James Bond-Darsteller Daniel Craig wird in Knives Out zum Detektiv

Daniel Craig ermittelt : Daniel Craig wandelt auf Miss Marples Spuren

✮✮✮✮ „Knives Out – Mord ist Familiensache“ von Rian Johnson: Detektivgeschichte mit großer Fabulierlust.

Manche Filme – leider zu wenige – erobern unser Herz, einfach weil man ihnen anmerkt, dass alle Beteiligten ihre Arbeit mit sichtbarer Freude und Liebe zum eigenen Handwerk verrichtet haben. „Knives Out“ von Rian Johnson gehört auf jeden Fall in diese Kategorie. Am meisten Spaß hatte wohl Regisseur und Autor Johnson selbst, der zuletzt mit „Die letzten Jedi“ in der Star-Wars-Maschinerie tätig war und sich nun einen Ensemble-Film der ganz anderen Art zusammengebastelt hat.

Nicht in weit, weit entfernten Galaxien ist sein „Knives Out“ angesiedelt, sondern in den klassischen Krimigefilden einer altmodischen Agatha-Christie-Verfilmung. Statt der guten, alten Miss Marple schlüpft hier Bond-Darsteller Daniel Craig in die Rolle des Privatermittlers, der mit untrüglichem kriminalistischem Geschick unter zahlreichen Verdächtigen den eigentlichen Mörder überführen muss.

Von einem unbekannten Auftraggeber wurde dieser Benoît Blanc engagiert und in das Anwesen des bekannten Krimiautoren Harlan Thrombey (Christopher Plummer) gerufen. Nach der Feier zu seinem 85.Geburtstag wurde der Hausherr mit durchschnittener Kehle aufgefunden. Natürlich ist nahezu jeder verdächtig, weil alle am finanziellen Tropf des Patriarchen hingen. In den Einzelverhören zeigt sich ein große Diskrepanz zwischen den Schilderungen der Familienmitglieder und dem tatsächlichen Geschehen, das in Rückblenden vorgeführt wird.
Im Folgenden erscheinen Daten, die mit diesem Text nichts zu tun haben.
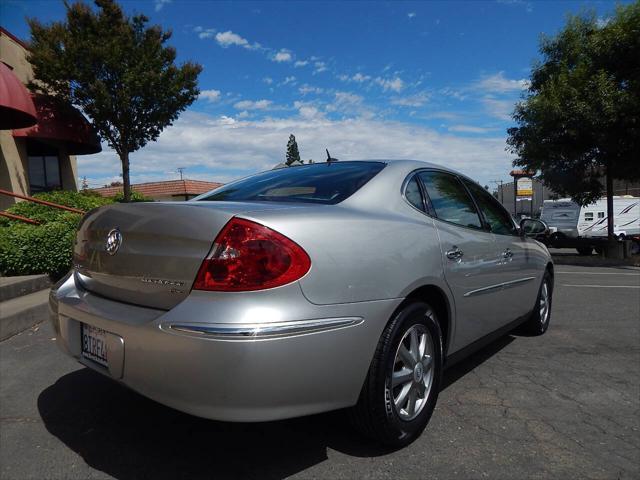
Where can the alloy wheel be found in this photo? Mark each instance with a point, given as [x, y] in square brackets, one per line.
[412, 375]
Gleichzeitig nimmt hier ein Sippengemälde von opulenter Dysfunktionalität Gestalt an. Tochter Linda (Jamie Lee Curtis) ahnt nichts davon, dass Mann Richard (Don Johnson) sie betrügt. Sohnemann Walt (Michael Shannon) verwaltet das Erbe des Vaters, ihm gelingt aber nichts Eigenständiges. Schwiegertochter Joni (Toni Collette) steht mit esoterischen Geschäftsmodellen in der Kreide und das Studium ihrer Tochter Meg (Katharine Langford) wird von dem Großvater finanziert. Ransom (Chris Evans) ist ein verwöhnter Lieblingsenkel, der die Restfamilie verachtet. Unerwartete Ermittlungshilfe bekommt Blanc von Harlans Pflegerin Marta (Ana De Armas) – eine Emigrantin aus Lateinamerika, die im Gegensatz zur Verwandtschaft immer die Wahrheit sagt, weil sie sich übergeben muss, wenn sie lügt.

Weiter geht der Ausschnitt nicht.